You know, the likelihood of getting stuck in a client’s home in the middle of the summer is probably pretty low, unless you’re wearing a new cashmere blazer and there’s a wet layer of fog lurking outside. Depending on where you work in Canada though, you might just find yourself stuck in someone else’s home in the middle of a blizzard.

I suppose there are a variety of ways that scenario may play out, some with surprising positives, others with considerable downsides. Let’s muse on a few of those possibilities while you are looking out your office window, and a few flakes are already starting to fall ahead of a showing:

You are previewing a home listed by another Realtor, and while the weather had been nasty on the way over, you’re sure you can get in and out before things get even worse. However, you have underestimated the sheer inconsiderate nature of Jack Frost, and the snow is now so bad you can’t open the front door after you’ve previewed the listing.

a) Relax. There’s food and drink, running water, and the owners can’t come home to surprise you as they are stranded elsewhere themselves.

b) You might be okay. The owner’s rottweiler has yet to discover how to chew through the bars in his kennel. That despite the unnerving realization that he has almost bent the bars outwards quite a way whilst angrily charging ever since you first arrived.

c) It might be time to panic. To pass the time, you used the fireplace bellows to pump up the warm glow of some lingering dimming embers, but all that did was propel ash into the air and all over the shag carpeting, which is considerably unforgiving in coming clean given that it was (non-ironically) snow white just a few minutes earlier.


You hadn’t expected to run into anyone while you were previewing this new listing, but one of the owners is indeed home. After a look-around, you both realize that the weather has taken a turn for the worse and there’s no way you can safely try to get back onto the road.

a) Relax! You hit it off while you were viewing the home, and this will allow you to get to know each other even better. It has been pretty slow on your eharmony page lately, after all…

b) You might be okay. While you’re single, the owner is clearly not, but that hasn’t prevented some pretty obvious flirting with you. And at least one comment about how you might feel about trying on some chaps and high heels to kill a little time during the storm.

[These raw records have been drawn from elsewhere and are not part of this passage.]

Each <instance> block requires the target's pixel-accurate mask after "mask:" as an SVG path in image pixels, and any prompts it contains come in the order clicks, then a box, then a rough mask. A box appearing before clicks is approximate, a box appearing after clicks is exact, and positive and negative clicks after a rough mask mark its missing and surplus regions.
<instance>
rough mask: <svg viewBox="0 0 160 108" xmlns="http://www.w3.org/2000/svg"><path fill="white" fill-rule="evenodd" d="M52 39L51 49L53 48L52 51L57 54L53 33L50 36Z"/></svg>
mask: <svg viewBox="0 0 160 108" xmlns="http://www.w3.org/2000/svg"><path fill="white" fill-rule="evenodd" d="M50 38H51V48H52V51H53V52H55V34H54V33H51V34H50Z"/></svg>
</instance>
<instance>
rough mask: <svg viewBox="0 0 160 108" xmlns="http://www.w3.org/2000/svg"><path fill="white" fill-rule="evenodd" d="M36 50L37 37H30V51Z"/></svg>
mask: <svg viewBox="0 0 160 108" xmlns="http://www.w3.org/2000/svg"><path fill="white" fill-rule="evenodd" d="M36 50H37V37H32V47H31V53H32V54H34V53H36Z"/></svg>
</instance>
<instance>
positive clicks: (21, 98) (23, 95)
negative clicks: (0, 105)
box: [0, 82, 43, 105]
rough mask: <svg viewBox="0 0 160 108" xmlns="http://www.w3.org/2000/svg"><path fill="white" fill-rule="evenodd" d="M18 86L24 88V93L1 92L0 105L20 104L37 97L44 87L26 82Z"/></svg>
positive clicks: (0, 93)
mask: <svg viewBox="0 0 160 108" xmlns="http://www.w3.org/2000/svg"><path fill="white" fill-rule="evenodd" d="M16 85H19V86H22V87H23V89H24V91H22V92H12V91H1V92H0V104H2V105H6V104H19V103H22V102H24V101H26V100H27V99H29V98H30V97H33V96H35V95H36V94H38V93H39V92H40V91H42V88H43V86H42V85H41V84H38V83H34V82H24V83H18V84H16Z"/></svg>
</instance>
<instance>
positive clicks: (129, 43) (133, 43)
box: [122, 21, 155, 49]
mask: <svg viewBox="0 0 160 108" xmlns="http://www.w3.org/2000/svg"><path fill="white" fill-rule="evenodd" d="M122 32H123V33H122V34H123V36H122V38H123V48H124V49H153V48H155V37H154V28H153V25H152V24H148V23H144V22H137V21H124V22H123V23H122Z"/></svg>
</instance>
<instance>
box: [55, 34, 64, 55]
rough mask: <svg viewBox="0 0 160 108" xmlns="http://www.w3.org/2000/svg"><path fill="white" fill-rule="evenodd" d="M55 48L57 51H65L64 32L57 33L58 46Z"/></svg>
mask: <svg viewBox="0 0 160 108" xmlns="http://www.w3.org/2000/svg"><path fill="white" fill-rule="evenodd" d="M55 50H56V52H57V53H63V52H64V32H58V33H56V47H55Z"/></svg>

c) Time to panic! The owner has confessed that he is a wannabe mime who needs to complete three more hours of trying to get out of an invisible box, and “it’s not like you can go anywhere anyhow, right?”


In the brief period of time since you left the office and arrived at this listing, there has been an avalanche from the adjacent mountainside that has covered the entry to the home right up to the roof line.

a) Relax. You’ve discovered the owner’s collection of fine wines and cheeses, and the extensive jazz collection on 180g vinyl ain’t so bad either.

b) You might be okay, although the increasing sagging and slight buckling sound in that roof line could be a concern.

c) Time to panic! You left your partner in the car while you ran in to take a quick look around, and he’s waving frantically at you from the inside of the new location of your car, inside the home’s front exterior wall!

Hey, it could happen! Happy winter selling!